The moment of crisis is when we suddenly wake up and look around, when our inner wisdom is prompting us to slow down, or even stop—to stop running around, stop following the same old rut we've been treading, and to question our next steps. Life puts us in this crisis mode in order to bring about an inner awakening.
WHEN Does It Happen?
For many women, this phase happens between the ages of 36 and 45. It's as natural a phase as having their first period or going through menopause. However, it's a deeply spiritual phase that's not recognized as such in modern times.
Not having support during this period of intense emotions, women may not know how to reach deeper within themselves to reflect on their inner needs and urges. They might not recognize their soul's longing and calling. Psychology books might talk about the depression, but they don't address the acute disenchantment that happens during this phase.
WHAT Can We Do About It?
Ancient yoga recognizes these feelings and state of being as a very important phase of spiritual evolution.
Samvega,in Sanskrit, means a sense of agitation or an intense disillusionment with life or the world as it is. It's a state of mind when one feels disenchanted with life, and can no longer find meaning or happiness in the life they're living.
Such a state of suffering carries with it a momentum that's not found when life goes on smoothly. So Patanjali urges us to use this state of disenchantment as a portal to seeking self-realization.
|| Tivra Samvega Asannah || -Patanjali Yoga Sutras, 1.21
Meaning: For those who pursue their practices in the aftermath of the intensity of their disillusionment, self-realization is as near as the intensity with which they practice.
The female midlife crisis (for lack of a better term) is as natural a phase of growth as getting your period, or going through menopause. When we can acknowledge it as such, there's a lot more opportunity to treat it as a sacred rite of passage toward spiritual maturity.
HOW to Step Into the Next Phase of Our Lives
The natural next step, when we can recognize this phase as sacred, is to slow down rather than run away; to invite in silence and stillness. Because only in stillness can we reconnect with our inner selves.

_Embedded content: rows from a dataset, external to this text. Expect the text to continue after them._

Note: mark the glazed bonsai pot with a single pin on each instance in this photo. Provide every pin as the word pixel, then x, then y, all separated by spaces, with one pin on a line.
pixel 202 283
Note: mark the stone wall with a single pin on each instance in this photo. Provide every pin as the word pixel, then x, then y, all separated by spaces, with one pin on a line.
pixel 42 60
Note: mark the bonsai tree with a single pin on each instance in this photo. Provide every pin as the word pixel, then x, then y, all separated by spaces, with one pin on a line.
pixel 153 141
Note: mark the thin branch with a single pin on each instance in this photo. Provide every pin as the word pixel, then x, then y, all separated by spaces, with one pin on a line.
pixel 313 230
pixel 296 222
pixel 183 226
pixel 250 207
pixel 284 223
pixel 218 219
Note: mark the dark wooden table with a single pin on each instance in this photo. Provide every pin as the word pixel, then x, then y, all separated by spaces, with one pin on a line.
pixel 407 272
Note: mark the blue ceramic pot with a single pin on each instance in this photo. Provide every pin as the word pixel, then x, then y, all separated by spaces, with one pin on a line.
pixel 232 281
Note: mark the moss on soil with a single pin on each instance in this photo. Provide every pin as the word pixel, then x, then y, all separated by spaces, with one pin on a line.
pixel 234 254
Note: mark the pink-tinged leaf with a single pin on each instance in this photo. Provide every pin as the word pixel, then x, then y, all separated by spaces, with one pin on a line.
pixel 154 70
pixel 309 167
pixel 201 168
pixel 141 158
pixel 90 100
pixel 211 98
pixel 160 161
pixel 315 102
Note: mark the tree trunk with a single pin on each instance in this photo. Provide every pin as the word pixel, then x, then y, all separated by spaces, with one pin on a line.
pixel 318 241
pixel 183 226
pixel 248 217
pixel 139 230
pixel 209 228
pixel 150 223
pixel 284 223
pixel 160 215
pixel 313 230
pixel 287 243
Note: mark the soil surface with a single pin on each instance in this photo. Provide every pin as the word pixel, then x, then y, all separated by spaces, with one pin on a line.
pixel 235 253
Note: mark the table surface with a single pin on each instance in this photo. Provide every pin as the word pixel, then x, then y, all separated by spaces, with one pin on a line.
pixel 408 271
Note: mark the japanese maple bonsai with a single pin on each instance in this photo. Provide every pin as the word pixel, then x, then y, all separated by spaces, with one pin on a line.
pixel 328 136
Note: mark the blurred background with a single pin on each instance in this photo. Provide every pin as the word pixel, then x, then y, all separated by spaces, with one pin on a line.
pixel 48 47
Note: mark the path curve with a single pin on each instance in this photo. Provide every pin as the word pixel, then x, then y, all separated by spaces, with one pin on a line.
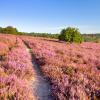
pixel 41 87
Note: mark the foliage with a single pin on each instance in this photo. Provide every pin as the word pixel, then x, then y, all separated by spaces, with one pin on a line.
pixel 73 72
pixel 70 35
pixel 15 69
pixel 8 30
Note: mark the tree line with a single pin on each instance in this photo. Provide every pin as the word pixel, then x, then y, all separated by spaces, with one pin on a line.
pixel 69 34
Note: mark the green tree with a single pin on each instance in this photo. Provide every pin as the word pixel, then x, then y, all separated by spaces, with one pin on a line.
pixel 10 30
pixel 71 35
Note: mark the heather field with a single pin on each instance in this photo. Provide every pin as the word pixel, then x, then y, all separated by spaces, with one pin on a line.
pixel 72 69
pixel 15 69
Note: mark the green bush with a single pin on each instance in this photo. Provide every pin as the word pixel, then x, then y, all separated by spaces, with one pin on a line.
pixel 71 35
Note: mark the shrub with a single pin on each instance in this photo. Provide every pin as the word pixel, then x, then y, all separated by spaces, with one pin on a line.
pixel 71 35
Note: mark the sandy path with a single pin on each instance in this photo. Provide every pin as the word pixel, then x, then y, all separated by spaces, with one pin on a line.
pixel 41 87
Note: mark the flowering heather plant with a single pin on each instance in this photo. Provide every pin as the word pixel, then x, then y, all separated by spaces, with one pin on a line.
pixel 73 69
pixel 15 70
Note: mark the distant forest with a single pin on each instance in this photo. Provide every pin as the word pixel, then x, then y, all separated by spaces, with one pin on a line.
pixel 11 30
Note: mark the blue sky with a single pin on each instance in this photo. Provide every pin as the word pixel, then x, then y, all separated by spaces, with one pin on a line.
pixel 50 15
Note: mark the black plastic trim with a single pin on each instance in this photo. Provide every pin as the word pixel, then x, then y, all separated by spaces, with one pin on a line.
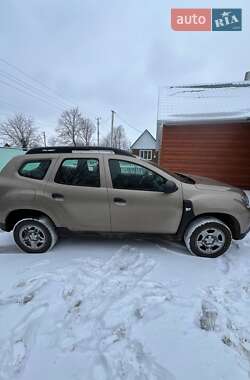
pixel 243 235
pixel 187 216
pixel 71 149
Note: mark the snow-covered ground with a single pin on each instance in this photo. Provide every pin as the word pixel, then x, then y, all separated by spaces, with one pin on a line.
pixel 104 309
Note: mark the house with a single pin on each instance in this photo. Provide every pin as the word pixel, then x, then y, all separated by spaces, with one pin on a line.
pixel 6 154
pixel 145 147
pixel 205 130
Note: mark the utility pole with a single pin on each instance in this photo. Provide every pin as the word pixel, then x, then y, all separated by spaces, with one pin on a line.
pixel 112 128
pixel 98 130
pixel 44 139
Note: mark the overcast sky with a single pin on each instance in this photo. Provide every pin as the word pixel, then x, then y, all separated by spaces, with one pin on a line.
pixel 109 54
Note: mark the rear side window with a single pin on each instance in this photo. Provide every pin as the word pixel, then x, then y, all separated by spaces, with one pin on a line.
pixel 79 172
pixel 34 169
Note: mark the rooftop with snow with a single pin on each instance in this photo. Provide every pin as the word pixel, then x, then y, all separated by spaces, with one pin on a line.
pixel 204 102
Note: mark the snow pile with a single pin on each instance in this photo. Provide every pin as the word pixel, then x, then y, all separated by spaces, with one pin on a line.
pixel 103 310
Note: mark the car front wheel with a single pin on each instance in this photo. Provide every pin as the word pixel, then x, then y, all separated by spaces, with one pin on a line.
pixel 35 235
pixel 208 237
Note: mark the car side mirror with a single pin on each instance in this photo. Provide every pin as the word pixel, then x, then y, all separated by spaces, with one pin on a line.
pixel 169 187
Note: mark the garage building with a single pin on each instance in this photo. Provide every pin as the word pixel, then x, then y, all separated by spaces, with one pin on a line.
pixel 205 130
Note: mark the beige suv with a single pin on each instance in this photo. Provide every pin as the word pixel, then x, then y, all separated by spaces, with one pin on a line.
pixel 109 190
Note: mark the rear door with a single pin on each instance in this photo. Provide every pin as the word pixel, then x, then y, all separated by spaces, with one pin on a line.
pixel 137 203
pixel 78 193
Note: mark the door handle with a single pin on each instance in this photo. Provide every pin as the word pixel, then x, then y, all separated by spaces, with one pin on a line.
pixel 120 201
pixel 58 197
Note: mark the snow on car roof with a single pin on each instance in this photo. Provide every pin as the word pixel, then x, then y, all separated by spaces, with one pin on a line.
pixel 204 102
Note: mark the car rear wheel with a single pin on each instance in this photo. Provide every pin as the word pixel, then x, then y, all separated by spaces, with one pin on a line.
pixel 35 235
pixel 208 237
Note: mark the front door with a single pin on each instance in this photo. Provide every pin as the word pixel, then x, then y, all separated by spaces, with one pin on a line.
pixel 78 194
pixel 137 203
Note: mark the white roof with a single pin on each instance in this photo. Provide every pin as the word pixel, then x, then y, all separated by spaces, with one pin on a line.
pixel 144 141
pixel 207 102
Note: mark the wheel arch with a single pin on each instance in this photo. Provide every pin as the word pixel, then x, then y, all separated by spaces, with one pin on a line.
pixel 229 220
pixel 16 215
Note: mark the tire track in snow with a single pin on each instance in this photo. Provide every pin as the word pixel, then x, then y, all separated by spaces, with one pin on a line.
pixel 91 308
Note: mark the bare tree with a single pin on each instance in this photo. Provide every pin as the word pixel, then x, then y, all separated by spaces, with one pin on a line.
pixel 68 126
pixel 120 139
pixel 86 132
pixel 19 131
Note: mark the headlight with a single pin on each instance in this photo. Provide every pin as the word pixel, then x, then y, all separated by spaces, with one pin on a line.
pixel 245 200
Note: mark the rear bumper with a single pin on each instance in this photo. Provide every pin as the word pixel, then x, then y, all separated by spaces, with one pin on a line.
pixel 242 235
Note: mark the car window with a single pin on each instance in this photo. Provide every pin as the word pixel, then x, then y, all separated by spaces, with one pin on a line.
pixel 79 172
pixel 130 176
pixel 34 169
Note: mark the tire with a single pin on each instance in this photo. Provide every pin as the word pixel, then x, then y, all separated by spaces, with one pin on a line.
pixel 35 235
pixel 208 237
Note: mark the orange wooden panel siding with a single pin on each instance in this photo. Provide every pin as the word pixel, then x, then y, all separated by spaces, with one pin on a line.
pixel 219 151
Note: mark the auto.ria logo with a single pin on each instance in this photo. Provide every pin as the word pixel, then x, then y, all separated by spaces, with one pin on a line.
pixel 227 20
pixel 206 19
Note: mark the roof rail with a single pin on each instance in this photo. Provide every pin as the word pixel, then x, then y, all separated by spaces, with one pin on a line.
pixel 73 149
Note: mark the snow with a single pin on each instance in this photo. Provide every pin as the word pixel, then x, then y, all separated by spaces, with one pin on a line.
pixel 204 103
pixel 124 308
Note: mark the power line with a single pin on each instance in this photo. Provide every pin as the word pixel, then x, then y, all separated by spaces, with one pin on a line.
pixel 35 80
pixel 128 124
pixel 30 94
pixel 30 87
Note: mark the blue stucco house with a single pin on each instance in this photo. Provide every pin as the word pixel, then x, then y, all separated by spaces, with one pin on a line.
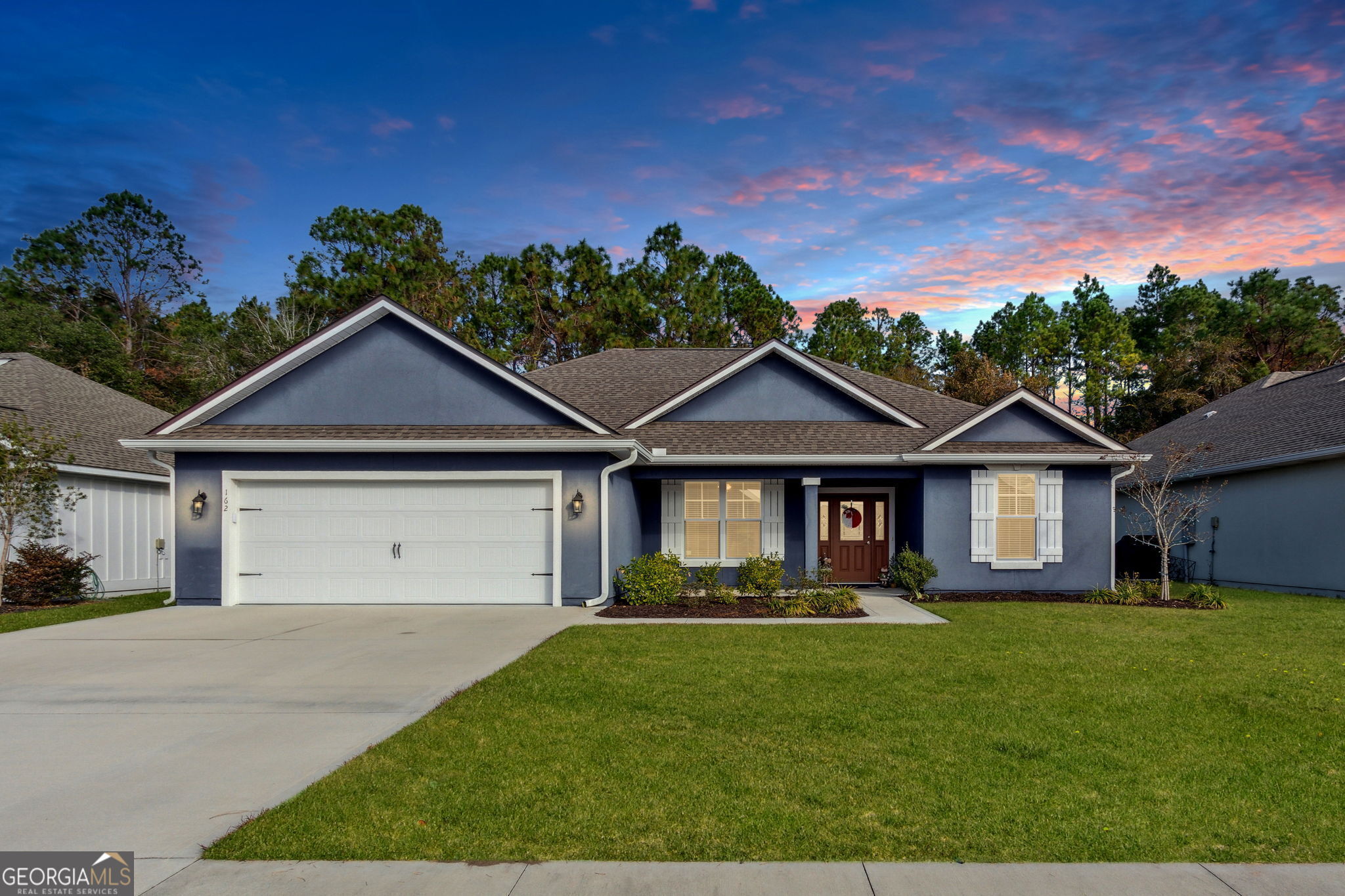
pixel 385 461
pixel 1275 450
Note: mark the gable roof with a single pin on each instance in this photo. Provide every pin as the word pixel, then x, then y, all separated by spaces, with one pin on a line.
pixel 89 416
pixel 1038 403
pixel 1281 418
pixel 342 330
pixel 778 350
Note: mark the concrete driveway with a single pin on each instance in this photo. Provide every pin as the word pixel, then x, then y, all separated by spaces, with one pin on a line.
pixel 159 731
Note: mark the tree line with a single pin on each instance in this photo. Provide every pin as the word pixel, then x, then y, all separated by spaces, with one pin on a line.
pixel 116 296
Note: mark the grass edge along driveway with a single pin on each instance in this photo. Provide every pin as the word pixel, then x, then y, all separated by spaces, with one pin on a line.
pixel 1020 733
pixel 19 621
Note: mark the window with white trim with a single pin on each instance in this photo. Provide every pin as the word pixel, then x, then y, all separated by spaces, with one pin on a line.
pixel 722 519
pixel 1016 516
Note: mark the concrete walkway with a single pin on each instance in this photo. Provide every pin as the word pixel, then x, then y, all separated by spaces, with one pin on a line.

There are several ways to connect with our inner wisdom. Solitude, meditation, journaling, inner inquiry are all wonderful ways to reconnect with the wisdom that's always guiding us from within. When we operate from this place of wisdom, our every thought can be mindful, our every choice is deliberate, our every action is conscious, and our every decision is in service of the soul. THEN, our next steps become clear.
So let's use this sacred phase of falling apart to give us the intensity and the momentum we need to recognize and hear the calling of our soul. To find meaning and purpose. And to finally learn the next steps toward freedom and true fulfillment.